Meet Cape’s safest school taxi driver

Chelsea Geach|Published

Kraaifontein taxi driver Peterus Wagner was awarded a 16-seater minibus this week for being the safest driver of schoolchildren in the Western Cape. Picture: Supplied Kraaifontein taxi driver Peterus Wagner was awarded a 16-seater minibus this week for being the safest driver of schoolchildren in the Western Cape. Picture: Supplied

Cape Town - A Kraaifontein taxi driver was awarded a 16-seater minibus this week for being the safest driver of schoolchildren in the Western Cape.

Peterus Wagner has been driving for more than 15 years, and was almost too nervous to attend the awards ceremony on Monday, but he knew he worked hard all year towards this.

“When I heard my name, I went mad,” he said. “It was an awesome feeling. The children are excited, I’m excited.”

Far from resting on his laurels, Wagner said being the winner means he needs to be a positive example to other drivers.

“I know I’ve won the vehicle now, so now my responsibility becomes more,” he said.

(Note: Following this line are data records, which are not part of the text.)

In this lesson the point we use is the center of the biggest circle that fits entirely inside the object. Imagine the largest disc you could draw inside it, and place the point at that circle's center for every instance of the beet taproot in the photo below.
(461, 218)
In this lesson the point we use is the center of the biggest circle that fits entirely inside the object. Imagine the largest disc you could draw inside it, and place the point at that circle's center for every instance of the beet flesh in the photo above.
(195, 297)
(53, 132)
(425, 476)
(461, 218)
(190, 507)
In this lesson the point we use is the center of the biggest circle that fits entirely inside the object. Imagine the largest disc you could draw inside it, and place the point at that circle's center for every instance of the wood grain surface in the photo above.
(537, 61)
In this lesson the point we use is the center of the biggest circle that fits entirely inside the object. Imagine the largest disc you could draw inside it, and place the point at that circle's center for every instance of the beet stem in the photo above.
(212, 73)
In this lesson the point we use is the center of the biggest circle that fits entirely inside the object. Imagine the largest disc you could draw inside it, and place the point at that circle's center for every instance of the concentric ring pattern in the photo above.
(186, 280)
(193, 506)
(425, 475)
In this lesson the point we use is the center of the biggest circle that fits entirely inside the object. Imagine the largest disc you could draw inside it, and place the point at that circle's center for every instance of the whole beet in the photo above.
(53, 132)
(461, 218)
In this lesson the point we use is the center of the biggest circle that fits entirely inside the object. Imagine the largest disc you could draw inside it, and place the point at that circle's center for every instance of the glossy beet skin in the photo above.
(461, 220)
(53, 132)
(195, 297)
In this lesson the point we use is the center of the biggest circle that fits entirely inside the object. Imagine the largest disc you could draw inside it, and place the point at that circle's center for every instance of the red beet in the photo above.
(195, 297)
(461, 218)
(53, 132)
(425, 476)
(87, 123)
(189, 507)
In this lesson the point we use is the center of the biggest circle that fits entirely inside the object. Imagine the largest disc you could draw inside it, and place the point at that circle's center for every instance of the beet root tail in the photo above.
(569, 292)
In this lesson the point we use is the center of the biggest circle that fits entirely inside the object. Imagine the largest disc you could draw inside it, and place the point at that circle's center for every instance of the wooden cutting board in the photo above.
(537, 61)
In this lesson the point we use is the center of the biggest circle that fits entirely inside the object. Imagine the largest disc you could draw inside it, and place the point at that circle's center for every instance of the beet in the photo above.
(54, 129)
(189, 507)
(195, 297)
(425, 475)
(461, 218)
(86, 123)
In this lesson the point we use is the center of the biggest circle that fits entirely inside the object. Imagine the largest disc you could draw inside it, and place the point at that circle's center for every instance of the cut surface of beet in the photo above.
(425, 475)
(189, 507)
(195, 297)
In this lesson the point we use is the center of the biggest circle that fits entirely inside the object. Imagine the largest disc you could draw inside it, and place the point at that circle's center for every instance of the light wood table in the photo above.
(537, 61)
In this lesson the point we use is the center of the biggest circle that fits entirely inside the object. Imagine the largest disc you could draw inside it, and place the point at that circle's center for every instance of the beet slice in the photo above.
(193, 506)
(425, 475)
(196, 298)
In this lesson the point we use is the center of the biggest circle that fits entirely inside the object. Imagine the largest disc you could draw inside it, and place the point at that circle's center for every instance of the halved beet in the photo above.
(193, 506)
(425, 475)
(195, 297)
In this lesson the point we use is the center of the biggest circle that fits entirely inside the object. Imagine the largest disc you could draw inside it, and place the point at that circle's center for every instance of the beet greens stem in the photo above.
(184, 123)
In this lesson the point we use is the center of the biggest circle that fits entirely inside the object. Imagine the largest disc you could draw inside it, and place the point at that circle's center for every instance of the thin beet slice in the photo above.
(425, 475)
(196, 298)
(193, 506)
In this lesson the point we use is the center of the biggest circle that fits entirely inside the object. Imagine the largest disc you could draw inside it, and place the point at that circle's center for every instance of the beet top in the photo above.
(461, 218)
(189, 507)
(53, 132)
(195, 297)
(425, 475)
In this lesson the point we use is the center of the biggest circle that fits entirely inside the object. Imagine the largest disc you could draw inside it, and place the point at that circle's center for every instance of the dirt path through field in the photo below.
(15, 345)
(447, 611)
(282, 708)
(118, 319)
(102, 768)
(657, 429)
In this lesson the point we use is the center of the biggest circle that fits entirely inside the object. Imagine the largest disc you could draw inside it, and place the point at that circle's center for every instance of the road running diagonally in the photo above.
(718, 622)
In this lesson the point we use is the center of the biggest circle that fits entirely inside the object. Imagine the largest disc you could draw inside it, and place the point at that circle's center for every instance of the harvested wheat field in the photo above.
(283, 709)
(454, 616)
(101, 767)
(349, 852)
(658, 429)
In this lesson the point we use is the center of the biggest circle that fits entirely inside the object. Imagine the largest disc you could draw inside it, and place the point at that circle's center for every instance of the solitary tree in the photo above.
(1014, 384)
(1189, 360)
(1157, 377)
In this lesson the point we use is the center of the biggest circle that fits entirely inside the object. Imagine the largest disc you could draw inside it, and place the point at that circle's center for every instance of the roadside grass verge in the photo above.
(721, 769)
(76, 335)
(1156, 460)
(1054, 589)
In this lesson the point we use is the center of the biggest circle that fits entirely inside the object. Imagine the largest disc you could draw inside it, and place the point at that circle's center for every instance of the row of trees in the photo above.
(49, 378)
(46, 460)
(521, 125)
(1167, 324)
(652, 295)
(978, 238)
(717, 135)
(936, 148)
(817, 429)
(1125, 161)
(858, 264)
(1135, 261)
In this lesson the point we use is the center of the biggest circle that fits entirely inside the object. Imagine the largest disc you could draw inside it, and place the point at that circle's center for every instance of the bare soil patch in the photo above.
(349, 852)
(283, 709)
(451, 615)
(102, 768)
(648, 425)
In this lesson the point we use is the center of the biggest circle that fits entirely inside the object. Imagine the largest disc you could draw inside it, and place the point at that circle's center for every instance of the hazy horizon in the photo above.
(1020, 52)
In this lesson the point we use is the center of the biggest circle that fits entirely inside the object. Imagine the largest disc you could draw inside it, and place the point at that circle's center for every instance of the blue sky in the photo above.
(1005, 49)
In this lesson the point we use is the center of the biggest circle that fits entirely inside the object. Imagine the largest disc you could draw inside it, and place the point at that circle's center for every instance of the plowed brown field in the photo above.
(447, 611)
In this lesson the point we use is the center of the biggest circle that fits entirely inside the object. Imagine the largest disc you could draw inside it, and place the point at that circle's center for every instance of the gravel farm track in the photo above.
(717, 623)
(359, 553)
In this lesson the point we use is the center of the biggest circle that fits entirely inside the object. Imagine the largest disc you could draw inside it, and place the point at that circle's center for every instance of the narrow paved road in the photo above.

Wagner is one of 800 drivers who participate in the Safe Travel To School (STTS) initiative by NGO ChildSafe. Together with Discovery, ChildSafe fits each taxi with a tracker which monitors the speed, acceleration, braking and cornering of the driver,

and gathers data on how safely they drive.

Every three months, there is a prize-giving in which the safest drivers receive cash prizes between R500 and R3 000. At the end of the year, the grand prize-giving acknowledges the safest and most improved scholar transport drivers with R5 000 petrol vouchers and cash prizes of up to R20 000.

The winner receives a 16-seater Nissan Impedulo taxi, enabling them to keep the profits of their work instead of paying hiring fees to a taxi owner.

The Safe Travel To School programme began in 2015, spurred on by a horrific accident in which 10 school children were killed when a taxi jumped a level crossing in Blackheath and was hit by a train.

Project manager Marcella Naidoo said, in the beginning, ChildSafe’s prevention programmes focused on burns, but now, places a lot of attention on the prevalence of road accident trauma.

“It’s a leading killer of children, and therefore, we can’t ignore it,” Naidoo said. “A very long time ago, medical people realised that if they wanted to reduce the trauma victims and incidence of trauma, then we have to do some prevention.”

The Safe Travel To School programme not only incentivises taxi drivers to be safer on the road, but also to take care of their own health and learn new valuable skills. Drivers are offered eyesight testing to make sure their vision is perfect, and can also go on free first aid training and advanced driving courses.

Now in its fifth year, STTS has recruited, trained and tracked 800 drivers and the data shows a massive improvement in all indicators that the tracker measures, and not a single major crash. In fact, this cohort of scholar transport drivers are performing far above the level of the average South African driver.

Naidoo said that while we all think we’re good drivers, it takes a lot to examine data about your driving and confront the areas in which you need to improve.

“I’m delighted that there’s a growing cohort of scholar drivers that find it important to be open to receiving feedback around their driving performance,” she said.